Scotia Capital fined $500K after self-reporting failings by client advisers

TORONTO — The wholesale banking division of Scotiabank has been fined $500,000 and faces other penalties under a settlement agreement with the Investment Industry Regulatory Organization of Canada.

The agreement follows an admission by the division, formerly known as Scotia Capital, of regulatory failings by DWM Securities Inc., which was subsequently amalgamated under the HollisWealth brand.

IIROC says Scotiabank investigated and self-identified the problems after the amalgamation.

According to a statement issued Tuesday, DWM failed to establish and maintain a system of controls and supervision that was adequate to ensure that certain clients were qualified to purchase investment funds offered pursuant to prospectus exemptions, contrary to IIROC rules.

In addition to the fine, Scotiabank (TSX:BNS) is required to report on the execution of the remediation plan by Oct. 30 and is to impose internal fines on individual client advisers ranging from $2,500 to $30,000.

The proceeds, totalling some $440,000, are to be donated to charity.

Advisers with clients who experienced losses in connection with identified funds will also be required to contribute towards remediation payments to affected clients.

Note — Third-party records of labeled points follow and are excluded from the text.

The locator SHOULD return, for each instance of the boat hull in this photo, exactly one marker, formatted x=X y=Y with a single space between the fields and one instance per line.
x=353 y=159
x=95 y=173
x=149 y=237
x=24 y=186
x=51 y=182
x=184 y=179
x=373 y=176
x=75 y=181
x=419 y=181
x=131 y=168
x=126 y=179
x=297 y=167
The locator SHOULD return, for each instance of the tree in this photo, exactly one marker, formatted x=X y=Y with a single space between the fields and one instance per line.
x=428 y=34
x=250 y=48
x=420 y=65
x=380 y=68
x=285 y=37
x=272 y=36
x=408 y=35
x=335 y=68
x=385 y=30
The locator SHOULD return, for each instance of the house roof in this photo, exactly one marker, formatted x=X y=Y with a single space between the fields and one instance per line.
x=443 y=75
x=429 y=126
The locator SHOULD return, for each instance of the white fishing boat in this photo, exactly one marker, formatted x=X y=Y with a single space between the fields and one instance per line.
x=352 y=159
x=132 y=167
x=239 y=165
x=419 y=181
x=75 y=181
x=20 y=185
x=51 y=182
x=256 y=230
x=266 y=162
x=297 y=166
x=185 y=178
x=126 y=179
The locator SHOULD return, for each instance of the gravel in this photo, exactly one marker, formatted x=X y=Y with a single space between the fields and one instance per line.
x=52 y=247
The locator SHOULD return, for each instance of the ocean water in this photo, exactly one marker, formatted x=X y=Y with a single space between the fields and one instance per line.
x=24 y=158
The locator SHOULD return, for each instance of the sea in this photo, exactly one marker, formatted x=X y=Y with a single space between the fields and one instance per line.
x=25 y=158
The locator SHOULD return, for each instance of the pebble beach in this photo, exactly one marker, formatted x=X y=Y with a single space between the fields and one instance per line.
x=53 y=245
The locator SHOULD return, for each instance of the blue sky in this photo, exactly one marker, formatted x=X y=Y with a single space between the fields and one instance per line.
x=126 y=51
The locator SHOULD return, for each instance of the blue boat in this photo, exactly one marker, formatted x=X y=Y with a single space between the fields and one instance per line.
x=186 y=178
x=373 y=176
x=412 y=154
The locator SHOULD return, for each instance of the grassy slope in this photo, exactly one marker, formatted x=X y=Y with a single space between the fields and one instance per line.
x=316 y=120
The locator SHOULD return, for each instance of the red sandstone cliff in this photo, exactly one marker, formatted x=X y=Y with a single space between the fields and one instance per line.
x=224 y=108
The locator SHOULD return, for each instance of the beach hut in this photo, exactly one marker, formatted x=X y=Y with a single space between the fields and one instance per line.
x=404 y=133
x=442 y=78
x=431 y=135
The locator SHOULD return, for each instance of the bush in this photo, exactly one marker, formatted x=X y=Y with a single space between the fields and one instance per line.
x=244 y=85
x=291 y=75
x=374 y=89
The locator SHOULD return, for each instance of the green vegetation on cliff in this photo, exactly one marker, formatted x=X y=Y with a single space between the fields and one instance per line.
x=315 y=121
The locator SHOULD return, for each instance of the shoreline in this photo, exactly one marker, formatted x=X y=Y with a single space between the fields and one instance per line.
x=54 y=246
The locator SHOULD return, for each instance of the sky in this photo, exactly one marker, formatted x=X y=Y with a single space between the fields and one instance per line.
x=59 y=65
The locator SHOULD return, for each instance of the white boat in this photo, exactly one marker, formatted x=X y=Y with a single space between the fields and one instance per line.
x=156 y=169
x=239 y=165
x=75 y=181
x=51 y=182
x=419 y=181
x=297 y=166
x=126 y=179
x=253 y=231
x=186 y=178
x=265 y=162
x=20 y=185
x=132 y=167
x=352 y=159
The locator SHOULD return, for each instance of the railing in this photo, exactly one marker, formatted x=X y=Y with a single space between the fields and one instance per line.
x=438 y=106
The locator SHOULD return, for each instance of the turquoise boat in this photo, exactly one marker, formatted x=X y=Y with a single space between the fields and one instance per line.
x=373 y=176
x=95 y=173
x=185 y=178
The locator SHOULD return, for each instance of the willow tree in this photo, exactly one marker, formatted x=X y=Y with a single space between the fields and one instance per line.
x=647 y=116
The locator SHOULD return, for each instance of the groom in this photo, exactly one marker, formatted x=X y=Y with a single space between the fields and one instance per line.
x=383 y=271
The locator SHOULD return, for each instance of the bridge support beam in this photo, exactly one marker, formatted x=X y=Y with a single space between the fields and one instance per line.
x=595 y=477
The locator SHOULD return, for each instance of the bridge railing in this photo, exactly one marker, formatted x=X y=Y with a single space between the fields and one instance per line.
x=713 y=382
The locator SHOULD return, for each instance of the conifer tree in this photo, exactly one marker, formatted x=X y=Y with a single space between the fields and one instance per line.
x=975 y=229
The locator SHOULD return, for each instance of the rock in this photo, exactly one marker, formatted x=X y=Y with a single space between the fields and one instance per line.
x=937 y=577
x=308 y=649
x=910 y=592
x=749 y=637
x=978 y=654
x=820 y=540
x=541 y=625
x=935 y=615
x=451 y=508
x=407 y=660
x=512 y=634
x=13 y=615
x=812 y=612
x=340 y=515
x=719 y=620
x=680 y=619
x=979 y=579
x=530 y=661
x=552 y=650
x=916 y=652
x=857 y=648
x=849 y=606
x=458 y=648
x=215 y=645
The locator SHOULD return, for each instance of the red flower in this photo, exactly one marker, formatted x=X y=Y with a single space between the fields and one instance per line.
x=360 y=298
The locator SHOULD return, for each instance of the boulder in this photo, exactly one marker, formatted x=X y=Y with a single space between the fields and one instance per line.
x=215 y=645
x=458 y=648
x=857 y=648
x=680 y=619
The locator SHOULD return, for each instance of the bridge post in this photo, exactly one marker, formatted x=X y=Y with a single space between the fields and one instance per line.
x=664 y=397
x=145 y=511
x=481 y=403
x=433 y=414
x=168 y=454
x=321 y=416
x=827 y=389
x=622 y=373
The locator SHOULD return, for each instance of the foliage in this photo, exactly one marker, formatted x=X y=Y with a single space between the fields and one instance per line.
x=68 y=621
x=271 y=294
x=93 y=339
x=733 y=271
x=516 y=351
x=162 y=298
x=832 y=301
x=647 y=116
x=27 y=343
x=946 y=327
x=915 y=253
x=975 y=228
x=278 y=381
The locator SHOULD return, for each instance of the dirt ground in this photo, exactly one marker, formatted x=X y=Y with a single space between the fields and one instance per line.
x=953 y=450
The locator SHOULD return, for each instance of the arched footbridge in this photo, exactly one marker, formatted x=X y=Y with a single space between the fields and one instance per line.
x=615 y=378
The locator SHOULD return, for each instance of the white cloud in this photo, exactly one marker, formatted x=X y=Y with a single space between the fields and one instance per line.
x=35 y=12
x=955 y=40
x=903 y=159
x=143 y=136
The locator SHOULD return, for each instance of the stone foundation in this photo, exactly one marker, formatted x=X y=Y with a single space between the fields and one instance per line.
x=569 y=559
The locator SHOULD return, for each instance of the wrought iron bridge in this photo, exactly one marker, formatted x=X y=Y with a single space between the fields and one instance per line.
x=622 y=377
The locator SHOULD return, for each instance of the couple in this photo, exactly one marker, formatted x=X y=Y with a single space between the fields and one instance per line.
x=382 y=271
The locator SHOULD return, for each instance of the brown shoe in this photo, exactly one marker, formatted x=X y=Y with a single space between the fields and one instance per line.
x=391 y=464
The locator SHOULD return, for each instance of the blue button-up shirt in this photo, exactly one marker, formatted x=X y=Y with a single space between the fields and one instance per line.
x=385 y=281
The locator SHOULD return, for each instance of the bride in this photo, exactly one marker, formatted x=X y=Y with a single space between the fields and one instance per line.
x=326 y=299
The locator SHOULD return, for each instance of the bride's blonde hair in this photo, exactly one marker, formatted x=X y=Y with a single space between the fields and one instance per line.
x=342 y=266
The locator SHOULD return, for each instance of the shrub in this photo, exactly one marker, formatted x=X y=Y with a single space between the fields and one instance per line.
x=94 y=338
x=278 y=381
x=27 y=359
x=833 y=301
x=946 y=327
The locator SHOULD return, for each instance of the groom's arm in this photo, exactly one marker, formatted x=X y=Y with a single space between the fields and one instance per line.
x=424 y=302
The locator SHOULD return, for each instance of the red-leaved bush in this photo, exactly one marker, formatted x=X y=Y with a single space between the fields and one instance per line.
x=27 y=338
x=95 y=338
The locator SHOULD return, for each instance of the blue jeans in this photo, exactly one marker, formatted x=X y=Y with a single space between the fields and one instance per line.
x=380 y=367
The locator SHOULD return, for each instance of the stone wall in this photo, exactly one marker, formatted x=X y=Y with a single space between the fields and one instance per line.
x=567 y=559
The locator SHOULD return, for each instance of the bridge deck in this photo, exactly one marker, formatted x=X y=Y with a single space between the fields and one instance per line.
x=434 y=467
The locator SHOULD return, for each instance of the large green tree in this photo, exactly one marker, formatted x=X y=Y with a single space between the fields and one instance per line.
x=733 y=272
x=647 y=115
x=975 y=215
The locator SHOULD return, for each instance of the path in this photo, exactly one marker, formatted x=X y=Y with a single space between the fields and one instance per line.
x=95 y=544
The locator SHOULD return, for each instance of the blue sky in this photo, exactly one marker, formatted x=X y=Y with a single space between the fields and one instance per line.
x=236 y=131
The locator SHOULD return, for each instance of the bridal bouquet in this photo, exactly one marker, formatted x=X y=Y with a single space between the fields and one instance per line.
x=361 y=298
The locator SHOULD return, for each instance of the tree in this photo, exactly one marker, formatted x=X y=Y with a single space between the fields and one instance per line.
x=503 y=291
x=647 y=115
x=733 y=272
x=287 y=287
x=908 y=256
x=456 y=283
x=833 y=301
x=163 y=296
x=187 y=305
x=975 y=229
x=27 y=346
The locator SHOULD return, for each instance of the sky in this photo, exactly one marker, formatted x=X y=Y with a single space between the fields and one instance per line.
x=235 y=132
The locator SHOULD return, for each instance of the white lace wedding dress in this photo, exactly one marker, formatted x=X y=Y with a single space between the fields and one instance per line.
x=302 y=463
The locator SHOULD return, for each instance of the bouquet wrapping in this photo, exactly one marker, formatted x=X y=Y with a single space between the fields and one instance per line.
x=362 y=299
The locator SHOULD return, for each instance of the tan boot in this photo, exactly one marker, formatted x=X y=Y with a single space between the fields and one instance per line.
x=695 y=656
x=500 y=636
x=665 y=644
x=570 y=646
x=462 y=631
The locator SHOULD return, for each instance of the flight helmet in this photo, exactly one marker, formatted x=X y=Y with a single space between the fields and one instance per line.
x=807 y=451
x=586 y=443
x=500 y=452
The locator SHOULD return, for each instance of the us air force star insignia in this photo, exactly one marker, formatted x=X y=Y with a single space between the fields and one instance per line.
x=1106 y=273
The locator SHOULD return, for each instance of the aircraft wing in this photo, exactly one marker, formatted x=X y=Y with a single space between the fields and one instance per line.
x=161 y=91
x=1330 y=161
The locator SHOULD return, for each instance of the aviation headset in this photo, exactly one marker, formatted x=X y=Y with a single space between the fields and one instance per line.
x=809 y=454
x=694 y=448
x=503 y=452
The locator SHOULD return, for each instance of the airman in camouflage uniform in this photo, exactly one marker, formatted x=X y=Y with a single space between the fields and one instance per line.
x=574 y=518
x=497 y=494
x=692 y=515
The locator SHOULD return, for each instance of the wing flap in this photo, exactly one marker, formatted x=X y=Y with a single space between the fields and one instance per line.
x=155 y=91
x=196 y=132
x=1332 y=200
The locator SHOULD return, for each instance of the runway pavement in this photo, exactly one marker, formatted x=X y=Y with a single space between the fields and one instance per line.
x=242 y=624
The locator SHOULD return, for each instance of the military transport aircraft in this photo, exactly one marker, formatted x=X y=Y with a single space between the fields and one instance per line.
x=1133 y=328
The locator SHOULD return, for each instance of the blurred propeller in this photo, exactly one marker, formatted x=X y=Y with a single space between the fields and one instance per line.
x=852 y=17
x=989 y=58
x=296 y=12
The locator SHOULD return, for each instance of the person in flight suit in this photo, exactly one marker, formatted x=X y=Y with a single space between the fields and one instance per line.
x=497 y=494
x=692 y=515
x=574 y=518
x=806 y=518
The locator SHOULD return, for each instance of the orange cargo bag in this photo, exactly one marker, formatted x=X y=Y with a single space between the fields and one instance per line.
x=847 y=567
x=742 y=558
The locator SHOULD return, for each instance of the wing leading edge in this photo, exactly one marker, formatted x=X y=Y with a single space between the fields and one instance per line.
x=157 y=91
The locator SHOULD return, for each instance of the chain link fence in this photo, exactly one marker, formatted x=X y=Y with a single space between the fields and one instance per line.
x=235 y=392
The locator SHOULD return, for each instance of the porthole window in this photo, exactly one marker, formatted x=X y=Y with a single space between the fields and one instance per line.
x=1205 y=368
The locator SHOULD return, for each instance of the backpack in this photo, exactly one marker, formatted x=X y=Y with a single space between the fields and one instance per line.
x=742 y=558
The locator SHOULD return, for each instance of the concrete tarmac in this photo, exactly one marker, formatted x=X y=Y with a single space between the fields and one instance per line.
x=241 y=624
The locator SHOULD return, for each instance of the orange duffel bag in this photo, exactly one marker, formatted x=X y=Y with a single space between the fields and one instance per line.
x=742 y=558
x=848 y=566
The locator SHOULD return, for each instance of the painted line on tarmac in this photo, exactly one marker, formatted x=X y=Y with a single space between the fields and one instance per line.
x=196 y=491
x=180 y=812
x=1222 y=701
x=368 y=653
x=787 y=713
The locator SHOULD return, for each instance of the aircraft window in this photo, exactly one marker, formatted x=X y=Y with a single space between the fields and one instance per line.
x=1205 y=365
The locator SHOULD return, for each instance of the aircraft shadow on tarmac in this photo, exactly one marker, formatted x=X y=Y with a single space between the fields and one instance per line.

In all, the investigation identified 1,710 affected clients, more than 1,100 of whom collectively experienced about $16.7 million in net gains, and 594 who suffered total net losses, including unrealized losses, of $4.5 million.

About 84 per cent of the individual net losses totalled less $25,000 and just one client lost more than $100,000, the IIROC said.

IIROC is the national self-regulatory organization that oversees investment dealers and trading activity on debt and equity marketplaces in Canada.